On 3 July 2013 14:13, Renato Golin renato.golin@linaro.org wrote:
Hi Folks,
I'm running two buildbots here at home and am getting consistent failures from the Pandas because of overheating. I've set up a monitor that will tell me the current CPU temperature and the allowed maximum, and when the bot passes 90%, it shuts itself off.
The problem is that I'm running with heat-sinks and the boards are on top of three fans, so there really isn't much more I can do to solve this problem.
I personally think this is a hardware problem, since everything is in the same die, CPU, GPU and RAM, and the physical dimensions of the chip are quite small. I remember when Intel started overheating (around 486DX66) and the die was huge (more head dissipation), plus RAM and GPU were separate, and it still needed a hefty heat-sink.
It's true that gates are far smaller today, but it's not true that a dual core 1.3GHz + GPU + RAM will produce less heat on a small die than a 66KHz CPU on a huge die, so why anyone think it's a good idea to release a 1+GHz chip without *any* form of heat dissipation is beyond my comprehension.
Modern silicon processes are much more power-efficient than those of the 90s.
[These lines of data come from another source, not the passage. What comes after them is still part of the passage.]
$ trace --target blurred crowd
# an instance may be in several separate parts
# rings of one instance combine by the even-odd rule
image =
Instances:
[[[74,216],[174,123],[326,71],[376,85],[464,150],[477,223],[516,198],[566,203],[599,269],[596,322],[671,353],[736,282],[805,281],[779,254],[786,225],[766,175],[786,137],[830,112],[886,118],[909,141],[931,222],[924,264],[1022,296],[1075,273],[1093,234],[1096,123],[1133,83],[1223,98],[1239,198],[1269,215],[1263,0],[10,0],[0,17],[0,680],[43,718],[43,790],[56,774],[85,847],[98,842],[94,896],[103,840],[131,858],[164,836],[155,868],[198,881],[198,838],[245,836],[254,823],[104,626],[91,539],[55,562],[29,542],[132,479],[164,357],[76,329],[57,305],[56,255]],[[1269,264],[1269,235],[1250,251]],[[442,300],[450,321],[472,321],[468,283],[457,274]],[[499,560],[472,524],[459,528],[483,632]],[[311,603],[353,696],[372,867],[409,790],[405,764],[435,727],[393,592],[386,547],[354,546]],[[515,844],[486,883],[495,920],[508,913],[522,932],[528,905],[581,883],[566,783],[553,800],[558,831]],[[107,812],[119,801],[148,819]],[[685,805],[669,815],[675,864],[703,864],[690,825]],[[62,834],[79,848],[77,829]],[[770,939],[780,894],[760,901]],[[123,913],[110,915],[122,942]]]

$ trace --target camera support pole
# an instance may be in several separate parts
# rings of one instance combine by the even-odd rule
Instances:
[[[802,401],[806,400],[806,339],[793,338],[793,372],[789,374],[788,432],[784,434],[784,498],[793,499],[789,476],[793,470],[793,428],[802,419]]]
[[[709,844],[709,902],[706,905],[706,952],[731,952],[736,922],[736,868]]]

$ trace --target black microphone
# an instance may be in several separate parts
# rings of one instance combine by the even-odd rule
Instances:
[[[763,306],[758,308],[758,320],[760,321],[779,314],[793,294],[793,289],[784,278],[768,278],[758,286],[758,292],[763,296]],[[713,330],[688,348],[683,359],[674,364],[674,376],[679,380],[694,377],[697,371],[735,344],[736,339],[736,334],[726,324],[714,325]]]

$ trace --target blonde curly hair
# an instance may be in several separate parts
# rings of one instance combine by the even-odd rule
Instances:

For example, an old ~500MHz Alpha machine I have readily consumes 90W even when idle. A quad-core Intel i7 typically has a TDP of 130W at full load. That's orders of magnitude more gates clocked at 6x the frequency and still using only marginally more power.
BTW, the RAM is a separate chip mounted on top of the SoC.
Manufacturers only got away with it, so far, because people rarely use 100% of the CPU power for extended periods of time, because ARM devices end up as set-top boxes, mobile phones and tablets. However, even those devices will heat up when playing 2 h films or games, and they do have some form of heat sink.
An OMAP4460 will run at 1.2GHz indefinitely without overheating in reasonable ambient temperature. The higher frequencies are only meant to be used in conjunction with (software) thermal management to throttle back if temperature rises.
If you don't have thermal management in the kernel you're running, you need to clamp the clock at a safe value.